Visit Our UNIX and Linux User Community


Recover failed system disk


 
Thread Tools Search this Thread
Operating Systems Solaris Recover failed system disk
# 1  
Old 02-10-2016
Recover failed system disk

I have an oldish Solaris 10 system (SunFire x4240), which due to a recent heating event in the server room, lost it's system disk.

I have rsync backups of all the other (data) disks, but apparently I do not have a backup of /. :-( I can start the machine up in failsafe mode, but running fsck on the system disk always reports a couple of bad sectors, which I don't seem to be able to repair or ignore (tried format->analyze->read, etc.).

It looks like I can mount the disk read only, so I'm hoping I can copy most of the pertinent info off of it, install Solaris 10 on a fresh replacement disk, and then copy that pertinent system info back onto the new system so that I don't have to recreate network info, users, disk mounts, NIS info, and various other things from scratch.

Once I have the fresh OS installed on a new disk, is it safe to mount the failed disk read-only and use rsync to copy the accessible files on that disk to a safe location - or is there a better way to do this?

Thanks.

-J

---------- Post updated at 02:38 PM ---------- Previous update was at 10:07 AM ----------

I installed Solaris 10 on the new disk, but now I'm wondering how best to get the files I want off of the old disk. The system has 16 SAS bays, they are as follows:

0: new system disk
1-3: single-volume disks
4-15: RAID 5 array

All bays are filled.

The raid controller knows about all the disks, but the new system does not (yet), though I can easily mount the single-volume disks. The question is: can I turn off the computer, swap out one of the single-volume disks for the bad disk, and then power up and mount the bad disk and copy files off of it - without irrevocably screwing up the raid-controller's knowledge of the disk I pulled out to make space for the bad disk?

Thanks.

-J
# 2  
Old 02-11-2016
It seems to me that the main thing you need to do is save whatever files you can from the root filesystem that you have no backup of.
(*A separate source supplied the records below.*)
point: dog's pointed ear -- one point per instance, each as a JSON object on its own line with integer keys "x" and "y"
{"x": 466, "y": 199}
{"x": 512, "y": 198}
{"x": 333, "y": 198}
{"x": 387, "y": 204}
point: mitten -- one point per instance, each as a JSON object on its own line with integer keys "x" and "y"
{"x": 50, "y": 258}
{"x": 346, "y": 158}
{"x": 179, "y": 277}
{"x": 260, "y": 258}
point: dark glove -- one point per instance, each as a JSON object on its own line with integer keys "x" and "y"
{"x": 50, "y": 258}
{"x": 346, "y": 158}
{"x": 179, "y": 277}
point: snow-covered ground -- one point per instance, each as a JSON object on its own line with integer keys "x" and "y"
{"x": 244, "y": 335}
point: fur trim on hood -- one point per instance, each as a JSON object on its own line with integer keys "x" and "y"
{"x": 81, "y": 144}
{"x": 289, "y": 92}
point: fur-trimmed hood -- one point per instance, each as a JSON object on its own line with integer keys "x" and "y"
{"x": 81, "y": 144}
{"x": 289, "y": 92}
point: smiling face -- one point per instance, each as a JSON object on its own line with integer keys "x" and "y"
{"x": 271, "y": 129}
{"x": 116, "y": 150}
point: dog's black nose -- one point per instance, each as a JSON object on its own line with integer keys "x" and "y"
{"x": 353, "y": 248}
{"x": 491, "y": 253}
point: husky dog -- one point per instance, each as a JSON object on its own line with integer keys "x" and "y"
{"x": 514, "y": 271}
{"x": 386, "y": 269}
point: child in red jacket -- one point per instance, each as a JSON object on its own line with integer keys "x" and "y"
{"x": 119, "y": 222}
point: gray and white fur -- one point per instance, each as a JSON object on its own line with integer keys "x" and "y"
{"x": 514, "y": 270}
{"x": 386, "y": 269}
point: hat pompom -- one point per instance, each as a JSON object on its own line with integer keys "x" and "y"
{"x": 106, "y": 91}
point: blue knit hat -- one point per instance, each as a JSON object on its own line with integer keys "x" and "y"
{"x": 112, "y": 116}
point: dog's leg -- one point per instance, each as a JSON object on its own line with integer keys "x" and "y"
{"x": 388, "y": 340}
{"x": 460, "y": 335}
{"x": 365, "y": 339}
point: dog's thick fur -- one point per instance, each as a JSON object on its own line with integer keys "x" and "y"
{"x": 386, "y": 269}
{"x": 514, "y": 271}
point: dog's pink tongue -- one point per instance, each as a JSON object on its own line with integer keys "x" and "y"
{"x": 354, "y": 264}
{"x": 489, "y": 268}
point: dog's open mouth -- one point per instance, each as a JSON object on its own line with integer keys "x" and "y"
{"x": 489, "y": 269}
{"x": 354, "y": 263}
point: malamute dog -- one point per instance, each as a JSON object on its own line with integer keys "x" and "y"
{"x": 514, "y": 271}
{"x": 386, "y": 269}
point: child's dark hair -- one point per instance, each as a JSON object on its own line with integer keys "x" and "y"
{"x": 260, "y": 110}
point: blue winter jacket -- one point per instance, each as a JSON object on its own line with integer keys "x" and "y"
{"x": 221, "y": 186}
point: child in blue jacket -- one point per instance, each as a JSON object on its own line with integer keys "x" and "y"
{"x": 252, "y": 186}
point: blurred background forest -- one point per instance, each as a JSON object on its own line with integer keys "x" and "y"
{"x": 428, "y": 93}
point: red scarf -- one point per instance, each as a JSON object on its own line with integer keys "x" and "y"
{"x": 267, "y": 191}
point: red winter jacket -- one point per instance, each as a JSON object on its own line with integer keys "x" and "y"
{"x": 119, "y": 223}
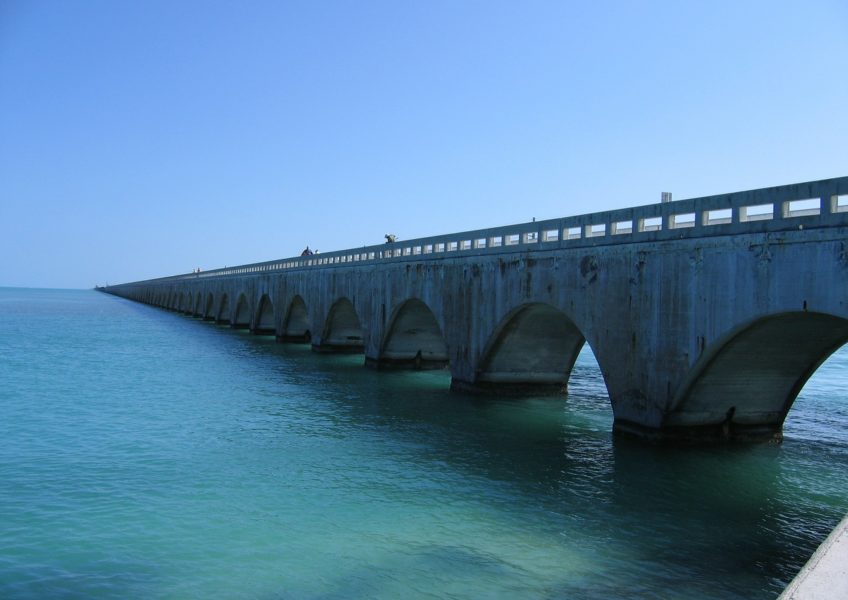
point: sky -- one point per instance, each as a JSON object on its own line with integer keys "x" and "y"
{"x": 144, "y": 139}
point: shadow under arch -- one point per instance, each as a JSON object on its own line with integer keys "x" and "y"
{"x": 265, "y": 317}
{"x": 342, "y": 330}
{"x": 744, "y": 384}
{"x": 210, "y": 304}
{"x": 296, "y": 323}
{"x": 223, "y": 314}
{"x": 413, "y": 339}
{"x": 241, "y": 318}
{"x": 532, "y": 350}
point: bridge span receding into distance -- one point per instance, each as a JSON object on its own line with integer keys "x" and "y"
{"x": 706, "y": 316}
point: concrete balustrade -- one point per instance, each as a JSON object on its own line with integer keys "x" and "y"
{"x": 706, "y": 316}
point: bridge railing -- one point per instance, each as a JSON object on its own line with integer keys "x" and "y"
{"x": 808, "y": 205}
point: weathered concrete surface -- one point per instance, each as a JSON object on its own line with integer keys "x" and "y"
{"x": 703, "y": 331}
{"x": 825, "y": 576}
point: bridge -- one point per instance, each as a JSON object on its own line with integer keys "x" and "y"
{"x": 706, "y": 316}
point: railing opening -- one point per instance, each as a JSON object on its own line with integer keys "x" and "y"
{"x": 721, "y": 216}
{"x": 758, "y": 212}
{"x": 621, "y": 227}
{"x": 596, "y": 230}
{"x": 681, "y": 221}
{"x": 802, "y": 208}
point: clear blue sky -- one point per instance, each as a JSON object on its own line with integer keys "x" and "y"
{"x": 141, "y": 139}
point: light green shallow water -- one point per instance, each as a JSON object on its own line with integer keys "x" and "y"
{"x": 150, "y": 455}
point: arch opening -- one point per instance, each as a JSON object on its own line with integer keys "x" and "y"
{"x": 414, "y": 339}
{"x": 342, "y": 331}
{"x": 241, "y": 320}
{"x": 208, "y": 315}
{"x": 296, "y": 324}
{"x": 223, "y": 315}
{"x": 532, "y": 351}
{"x": 745, "y": 383}
{"x": 265, "y": 317}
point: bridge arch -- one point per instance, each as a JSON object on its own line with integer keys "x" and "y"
{"x": 413, "y": 339}
{"x": 342, "y": 329}
{"x": 265, "y": 316}
{"x": 223, "y": 314}
{"x": 745, "y": 383}
{"x": 533, "y": 350}
{"x": 296, "y": 322}
{"x": 241, "y": 316}
{"x": 210, "y": 304}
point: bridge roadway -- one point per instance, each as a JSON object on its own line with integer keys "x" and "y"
{"x": 706, "y": 315}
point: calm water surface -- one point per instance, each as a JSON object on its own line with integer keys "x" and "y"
{"x": 147, "y": 454}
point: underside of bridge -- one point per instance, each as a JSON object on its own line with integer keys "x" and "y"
{"x": 414, "y": 340}
{"x": 296, "y": 323}
{"x": 746, "y": 382}
{"x": 241, "y": 320}
{"x": 265, "y": 317}
{"x": 532, "y": 351}
{"x": 342, "y": 331}
{"x": 223, "y": 315}
{"x": 208, "y": 315}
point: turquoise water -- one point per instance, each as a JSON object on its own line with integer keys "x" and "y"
{"x": 147, "y": 454}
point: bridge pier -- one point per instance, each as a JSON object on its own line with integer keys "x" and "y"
{"x": 706, "y": 316}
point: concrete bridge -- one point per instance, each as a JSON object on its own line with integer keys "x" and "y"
{"x": 706, "y": 316}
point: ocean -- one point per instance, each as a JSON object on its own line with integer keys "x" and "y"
{"x": 146, "y": 454}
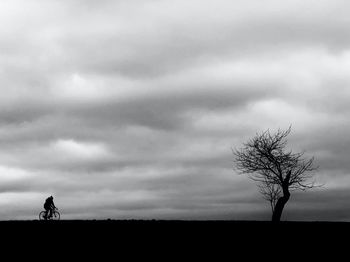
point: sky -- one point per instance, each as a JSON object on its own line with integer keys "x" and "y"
{"x": 130, "y": 109}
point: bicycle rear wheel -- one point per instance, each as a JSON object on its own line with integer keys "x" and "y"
{"x": 42, "y": 215}
{"x": 56, "y": 215}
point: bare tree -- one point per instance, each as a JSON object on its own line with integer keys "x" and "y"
{"x": 277, "y": 170}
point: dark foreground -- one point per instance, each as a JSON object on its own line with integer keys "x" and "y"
{"x": 202, "y": 238}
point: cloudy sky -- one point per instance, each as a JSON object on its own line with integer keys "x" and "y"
{"x": 130, "y": 108}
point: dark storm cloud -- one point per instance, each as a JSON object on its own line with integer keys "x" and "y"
{"x": 129, "y": 109}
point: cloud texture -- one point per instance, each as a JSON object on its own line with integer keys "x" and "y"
{"x": 129, "y": 109}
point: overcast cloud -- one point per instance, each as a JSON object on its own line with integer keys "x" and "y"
{"x": 129, "y": 109}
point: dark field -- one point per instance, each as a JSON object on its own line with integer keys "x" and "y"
{"x": 125, "y": 233}
{"x": 152, "y": 240}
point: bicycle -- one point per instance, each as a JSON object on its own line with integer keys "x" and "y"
{"x": 55, "y": 215}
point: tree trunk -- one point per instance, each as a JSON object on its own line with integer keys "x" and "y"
{"x": 282, "y": 201}
{"x": 277, "y": 213}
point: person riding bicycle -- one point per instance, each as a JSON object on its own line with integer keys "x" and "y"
{"x": 49, "y": 207}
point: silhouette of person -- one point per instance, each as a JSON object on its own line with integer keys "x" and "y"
{"x": 49, "y": 207}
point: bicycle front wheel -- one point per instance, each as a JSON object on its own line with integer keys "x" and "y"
{"x": 56, "y": 215}
{"x": 42, "y": 215}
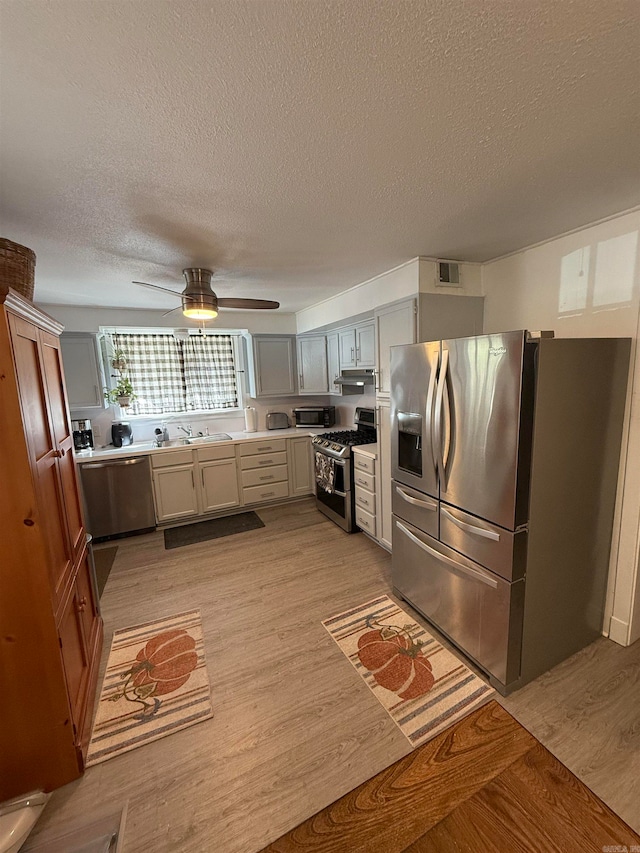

You should be able to mount it read-only onto your new O/S (or you could boot into single-user from CD/DVD and mount it under that).

If you have other storage sufficient available you could then attempt to 'dd' the whole raw partition off to a file and/or attempt to find/cpio the whole filesystem off to an archive.

The comments you have already made lead me to assume that you have quite a bit of experience of Solaris so I haven't gone into much detail.

What RAID controller is it? Make/model?

When you say that fsck doesn't straighten out the filesystem what command are you using? If you're using a "-n" flag then it will test the filesystem without correcting anything. I definitely would not use a "-y" flag because the filesystem could be damaged beyond repair before you can stop the operation. I would use neither flag and just see what questions it asks. I would also perhaps use the (often undocumented) flag "-o full" to examine the whole filesystem although this could take a very long time. Again, don't use -y or -n so you can abort if needed.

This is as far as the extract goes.